Removing Financial Barriers to Life-Saving Care
The guidance shows how cash and voucher assistance can reduce the costs that prevent people from accessing essential services. These costs include transport to health facilities, user fees, medicines, diagnostic tests, food and accommodation during treatment, childcare, and lost income. By addressing these expenses, cash assistance can help pregnant women attend antenatal and postnatal care, deliver safely in health facilities, continue HIV treatment, access care after sexual violence, and obtain contraception or menstrual hygiene supplies. The document makes clear, however, that cash is not a replacement for health systems. Where services are unavailable, unsafe, or of poor quality, investments in health infrastructure, staffing, and financing are still required.

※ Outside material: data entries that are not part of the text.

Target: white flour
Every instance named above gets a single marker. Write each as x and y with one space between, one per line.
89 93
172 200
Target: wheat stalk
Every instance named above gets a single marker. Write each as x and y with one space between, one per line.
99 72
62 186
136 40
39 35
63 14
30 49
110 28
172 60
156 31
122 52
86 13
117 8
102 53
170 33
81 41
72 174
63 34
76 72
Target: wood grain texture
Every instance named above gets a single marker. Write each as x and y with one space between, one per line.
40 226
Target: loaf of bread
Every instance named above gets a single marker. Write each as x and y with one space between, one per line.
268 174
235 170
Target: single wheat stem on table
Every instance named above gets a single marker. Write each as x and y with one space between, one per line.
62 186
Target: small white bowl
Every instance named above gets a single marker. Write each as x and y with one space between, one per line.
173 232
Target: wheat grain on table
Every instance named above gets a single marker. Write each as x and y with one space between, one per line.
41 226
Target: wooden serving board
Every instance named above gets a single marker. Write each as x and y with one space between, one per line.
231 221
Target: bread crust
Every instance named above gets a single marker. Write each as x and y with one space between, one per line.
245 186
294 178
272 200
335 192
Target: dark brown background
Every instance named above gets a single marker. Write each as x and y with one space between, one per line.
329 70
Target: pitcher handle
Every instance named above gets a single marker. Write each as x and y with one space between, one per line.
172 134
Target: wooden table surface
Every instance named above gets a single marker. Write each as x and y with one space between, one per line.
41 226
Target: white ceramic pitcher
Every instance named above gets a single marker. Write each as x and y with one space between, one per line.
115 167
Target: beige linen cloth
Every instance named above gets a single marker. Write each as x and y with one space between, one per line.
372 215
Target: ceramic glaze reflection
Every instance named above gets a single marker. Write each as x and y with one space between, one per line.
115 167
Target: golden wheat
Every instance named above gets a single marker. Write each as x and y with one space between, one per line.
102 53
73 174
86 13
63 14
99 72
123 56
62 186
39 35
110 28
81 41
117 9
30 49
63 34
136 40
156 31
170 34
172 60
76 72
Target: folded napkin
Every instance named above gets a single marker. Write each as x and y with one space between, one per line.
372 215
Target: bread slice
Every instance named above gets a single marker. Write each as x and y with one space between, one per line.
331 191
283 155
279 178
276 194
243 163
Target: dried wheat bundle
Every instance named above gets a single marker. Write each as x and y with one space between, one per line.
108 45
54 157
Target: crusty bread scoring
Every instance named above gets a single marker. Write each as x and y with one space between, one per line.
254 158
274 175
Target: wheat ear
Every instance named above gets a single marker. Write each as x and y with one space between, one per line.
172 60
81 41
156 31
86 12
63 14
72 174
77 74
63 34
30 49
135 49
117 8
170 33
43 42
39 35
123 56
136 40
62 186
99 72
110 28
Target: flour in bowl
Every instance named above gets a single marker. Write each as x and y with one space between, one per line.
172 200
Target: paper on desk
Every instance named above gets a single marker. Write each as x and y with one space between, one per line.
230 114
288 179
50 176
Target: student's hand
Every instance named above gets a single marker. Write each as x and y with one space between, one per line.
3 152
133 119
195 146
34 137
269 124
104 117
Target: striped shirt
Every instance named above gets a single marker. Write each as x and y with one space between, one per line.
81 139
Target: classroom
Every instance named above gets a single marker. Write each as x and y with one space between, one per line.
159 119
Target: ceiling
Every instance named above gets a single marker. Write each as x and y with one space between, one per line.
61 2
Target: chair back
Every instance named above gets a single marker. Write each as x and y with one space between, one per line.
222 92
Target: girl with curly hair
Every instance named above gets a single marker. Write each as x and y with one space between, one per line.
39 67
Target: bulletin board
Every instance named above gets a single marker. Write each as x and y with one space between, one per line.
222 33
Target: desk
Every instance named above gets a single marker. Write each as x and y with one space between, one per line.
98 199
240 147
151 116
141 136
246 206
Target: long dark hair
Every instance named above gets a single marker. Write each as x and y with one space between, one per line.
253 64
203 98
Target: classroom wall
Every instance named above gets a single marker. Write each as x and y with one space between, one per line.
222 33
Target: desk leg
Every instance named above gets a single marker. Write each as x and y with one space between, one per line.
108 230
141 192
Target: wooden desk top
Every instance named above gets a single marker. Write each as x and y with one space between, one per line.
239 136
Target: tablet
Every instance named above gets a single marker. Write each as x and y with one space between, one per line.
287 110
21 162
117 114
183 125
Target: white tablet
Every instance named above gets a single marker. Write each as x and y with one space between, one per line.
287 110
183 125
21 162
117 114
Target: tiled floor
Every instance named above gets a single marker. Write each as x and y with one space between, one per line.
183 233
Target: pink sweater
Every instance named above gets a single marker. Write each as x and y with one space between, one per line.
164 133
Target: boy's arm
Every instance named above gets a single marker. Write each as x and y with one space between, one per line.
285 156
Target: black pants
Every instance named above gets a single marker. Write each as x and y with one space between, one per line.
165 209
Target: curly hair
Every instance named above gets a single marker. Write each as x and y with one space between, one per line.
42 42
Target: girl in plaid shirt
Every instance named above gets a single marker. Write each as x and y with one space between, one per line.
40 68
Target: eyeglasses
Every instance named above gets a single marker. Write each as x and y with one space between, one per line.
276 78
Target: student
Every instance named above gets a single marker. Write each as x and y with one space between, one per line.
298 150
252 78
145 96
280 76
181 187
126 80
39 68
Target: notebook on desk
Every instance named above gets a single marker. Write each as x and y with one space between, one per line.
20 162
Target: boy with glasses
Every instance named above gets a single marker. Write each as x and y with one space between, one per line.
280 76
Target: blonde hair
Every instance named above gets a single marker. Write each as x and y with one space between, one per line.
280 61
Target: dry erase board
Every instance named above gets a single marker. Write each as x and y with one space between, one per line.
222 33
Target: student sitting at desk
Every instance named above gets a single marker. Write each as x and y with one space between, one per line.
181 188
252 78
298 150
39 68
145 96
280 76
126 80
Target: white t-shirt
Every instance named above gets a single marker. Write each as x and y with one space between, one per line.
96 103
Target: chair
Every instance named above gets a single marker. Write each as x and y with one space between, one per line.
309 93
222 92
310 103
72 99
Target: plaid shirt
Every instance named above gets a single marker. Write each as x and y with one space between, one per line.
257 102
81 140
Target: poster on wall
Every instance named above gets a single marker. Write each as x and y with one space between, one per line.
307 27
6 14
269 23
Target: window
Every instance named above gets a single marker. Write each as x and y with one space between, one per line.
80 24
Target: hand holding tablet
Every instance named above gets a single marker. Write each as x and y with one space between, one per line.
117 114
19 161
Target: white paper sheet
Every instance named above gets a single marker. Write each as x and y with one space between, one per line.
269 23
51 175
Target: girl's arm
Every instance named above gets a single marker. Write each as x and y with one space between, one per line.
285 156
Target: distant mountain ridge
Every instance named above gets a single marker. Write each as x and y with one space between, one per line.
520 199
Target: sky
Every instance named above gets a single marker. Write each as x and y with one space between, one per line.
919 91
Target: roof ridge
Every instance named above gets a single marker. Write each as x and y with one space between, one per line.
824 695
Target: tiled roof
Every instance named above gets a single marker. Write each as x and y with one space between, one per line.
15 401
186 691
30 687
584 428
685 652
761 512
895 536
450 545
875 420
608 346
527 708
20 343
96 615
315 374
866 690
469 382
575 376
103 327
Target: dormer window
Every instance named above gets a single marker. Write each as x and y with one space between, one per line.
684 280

Supporting Emergency and Comprehensive SRH Services
Within the Minimum Initial Service Package for sexual and reproductive health in crises, cash can support key emergency objectives. It can help survivors of sexual violence safely reach health services when provided as unrestricted and unconditional assistance within survivor-centred case management. For HIV and sexually transmitted infections, cash can support continued access to treatment by covering transport and related costs during displacement. In maternal and newborn health, cash has been shown to reduce delays in reaching care, increase facility-based deliveries, and help families cope with emergency obstetric costs. The guidance is explicit that while cash can help people access voluntary family planning, it must never be used to pressure or incentivize contraceptive use.
Beyond the emergency phase, cash and vouchers can also support comprehensive sexual and reproductive health services in protracted crises and recovery. Examples include improving access to antenatal and postnatal care, enabling women and girls to purchase quality menstrual hygiene products with dignity, supporting continuity of cancer prevention and treatment, facilitating obstetric fistula repair, and complementing mental health services for pregnant and postpartum women. Evidence from multiple countries shows that these approaches can improve service use while reducing harmful coping strategies.
Designing Safe and Effective Cash Assistance
The document places strong emphasis on careful design. Before using cash or vouchers, programmes must assess whether services are available, affordable, and of acceptable quality, and whether financial barriers are the main obstacle. Gender, protection, and gender-based violence risks must be identified and mitigated throughout the programme cycle. UNFPA prioritizes individuals rather than households, focusing on women of reproductive age, adolescents, pregnant and postpartum women, persons with disabilities, sex workers, and people living with HIV, with selection based on financial need.
Unrestricted and unconditional cash is preferred whenever possible because it offers flexibility, dignity, and choice. Vouchers may be used when there are concerns about service quality or when recipients prefer restricted support. Conditional cash can encourage attendance at health visits or education sessions, but it must be used cautiously and never in ways that undermine dignity or access, especially in acute emergencies.
Coordination, Preparedness, and Long-Term Impact
Coordination is central to success. The guidance stresses that cash for sexual and reproductive health should complement multipurpose cash assistance provided by other agencies, as household-level support rarely covers women’s individual health needs. Working with cash working groups, health clusters, and UN partners can help ensure that SRH needs are visible and addressed. The document also highlights the growing role of cash in preparedness and anticipatory action, where pre-arranged transfers help pregnant women and others maintain access to care before and immediately after disasters.
Overall, the guidance presents cash and voucher assistance as a practical, rights-based tool that can save lives and protect dignity when carefully designed, well-coordinated, and firmly anchored within strong sexual and reproductive health programming in emergencies.